One woman posted videos of her chickens, which she says dropped dead after the chemical release. Another posted images of his sick and dead foxes, which he kept in the nature preserve he runs.
Videos taken at area streams and creeks showed scores of dead fish and belly-up frogs.
Maura Todd and her husband, Philip, did not wait for the chemicals to be released. They took their 6-year-old son and three dogs and fled as soon as their phones erupted with alerts from the town that vinyl chloride was going to be released to stave off an explosion, she said.
"On Sunday night (Feb. 5), after the alarms went off on our phones, we decided to stay away and not come back," Maura Todd tells Inside Edition Digital. "That's our whole life. That's our home. We lost everything."
In preceding days, Todd said her family felt sick. "We thought we were coming down with something," she says. Their eyes were red, their noses were red and inflamed and they had hacking, dry coughs, she says.
Then her son started throwing up. "It was dry retching," the mother says. "He couldn't even keep water down." The regurgitations were wrenching to watch, and they didn't stop, Todd says.
Still, the mother didn't immediately equate her son's distress with the train derailment. "It was me not realizing that about a mile from my home, there's this toxic cocktail that's on fire," she says. That night was when her cellphone blew up with the evacuation orders.
"We got out of there in about 15 to 20 minutes," she says. The parents grabbed some clothes, important papers, herded their trio of miniature schnauzers into their vehicle and ensconced their sick son in blankets and pillows. As they headed south, the stench was horrible, she said.
"It smelled like burning tires and nail polish remover, every nasty smell you can think of," the mother says. "And this was before the chemical release."
The fumes made her son vomit all over again, she said. The family is now staying with her parents near Lexington, Kentucky, she says. The Todds had just moved to Ohio in August.
"We hand-picked East Palestine to be our home," she said. "They have a wonderful library, a public pool, the school district is wonderful."
She and her husband would often marvel at how great the town was, and how nice its people were. "We were happy. We were safe. Now all of that has been violently ripped away from us," she says.
Yet, her family will start over. Just not in East Palestine. They had previously lived in Kentucky, and on Wednesday, her husband got his old job back in records management at a storage facility. She hopes they might be able to sell their Ohio house, but she's not counting on it.
She's also not counting on retrieving anything from her now-abandoned home.
"I don't know if anything that is in my house is safe," she said. "And even if they said it was safe, I wouldn't believe it."
On Monday, the EPA said it had not detected any concerning levels of toxins during air testing.
On Tuesday, Norfolk Southern said it had provided more than $1.2 million in reimbursements and cash advances to families to help cover evacuation costs for lodging, travel, food and clothing.

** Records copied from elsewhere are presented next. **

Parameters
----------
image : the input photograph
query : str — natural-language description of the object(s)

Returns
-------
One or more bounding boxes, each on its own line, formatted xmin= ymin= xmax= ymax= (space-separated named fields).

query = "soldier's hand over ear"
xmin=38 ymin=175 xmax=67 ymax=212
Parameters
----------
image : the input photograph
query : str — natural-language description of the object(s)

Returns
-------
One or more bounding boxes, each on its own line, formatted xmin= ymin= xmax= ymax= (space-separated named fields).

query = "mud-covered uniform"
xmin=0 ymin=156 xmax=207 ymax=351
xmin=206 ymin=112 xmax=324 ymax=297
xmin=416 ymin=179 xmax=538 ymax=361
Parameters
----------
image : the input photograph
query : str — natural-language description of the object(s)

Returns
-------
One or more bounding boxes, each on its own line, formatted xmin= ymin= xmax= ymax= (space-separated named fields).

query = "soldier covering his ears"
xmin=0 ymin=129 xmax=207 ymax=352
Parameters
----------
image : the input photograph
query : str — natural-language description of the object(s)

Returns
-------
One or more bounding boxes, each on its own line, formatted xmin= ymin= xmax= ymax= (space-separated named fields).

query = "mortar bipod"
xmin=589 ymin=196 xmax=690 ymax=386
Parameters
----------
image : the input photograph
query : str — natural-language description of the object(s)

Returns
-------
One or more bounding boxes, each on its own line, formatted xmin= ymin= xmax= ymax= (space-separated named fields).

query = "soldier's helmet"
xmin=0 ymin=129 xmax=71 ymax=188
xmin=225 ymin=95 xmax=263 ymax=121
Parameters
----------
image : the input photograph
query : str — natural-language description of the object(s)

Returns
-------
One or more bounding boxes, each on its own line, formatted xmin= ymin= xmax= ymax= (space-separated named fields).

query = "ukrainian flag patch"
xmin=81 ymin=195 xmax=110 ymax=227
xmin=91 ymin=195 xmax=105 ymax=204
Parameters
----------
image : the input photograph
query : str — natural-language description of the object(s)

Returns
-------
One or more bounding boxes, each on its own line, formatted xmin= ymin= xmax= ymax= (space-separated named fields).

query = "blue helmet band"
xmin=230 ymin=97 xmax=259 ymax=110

The company is working with environmental agencies to decontaminate the area, it said. State officials said there did not appear to be groundwater contamination in troubling amounts.

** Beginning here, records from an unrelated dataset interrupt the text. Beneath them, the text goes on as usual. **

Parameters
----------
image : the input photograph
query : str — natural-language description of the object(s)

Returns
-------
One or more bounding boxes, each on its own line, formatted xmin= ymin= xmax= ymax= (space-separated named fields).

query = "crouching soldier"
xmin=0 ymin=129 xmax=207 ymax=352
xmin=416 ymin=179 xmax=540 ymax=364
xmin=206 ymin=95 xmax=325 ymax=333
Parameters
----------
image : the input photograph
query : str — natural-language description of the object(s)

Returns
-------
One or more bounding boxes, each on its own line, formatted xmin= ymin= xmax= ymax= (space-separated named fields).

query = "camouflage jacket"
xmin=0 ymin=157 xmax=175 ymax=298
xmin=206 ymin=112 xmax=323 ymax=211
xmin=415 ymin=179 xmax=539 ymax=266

"We will continue to remediate the site, including the removal of soil, to reach or exceed regulatory standards. Soil taken from the site is moved to a separate site for testing before being safely disposed of," the rail company said in a statement this week.
But the EPA also said a clean-up plan submitted by the rail company listed other hazardous chemicals not previously known about. Those added chemicals include phosgene, a poisonous gas that was previously used as a chemical weapon in World War I.
The Ohio Environmental Protection Agency said a plume of contaminants including butyl acrylate had formed on the Ohio River after the derailment, and was slowly nearing West Virginia. It was expected to dissipate into unharmful levels, the agency said.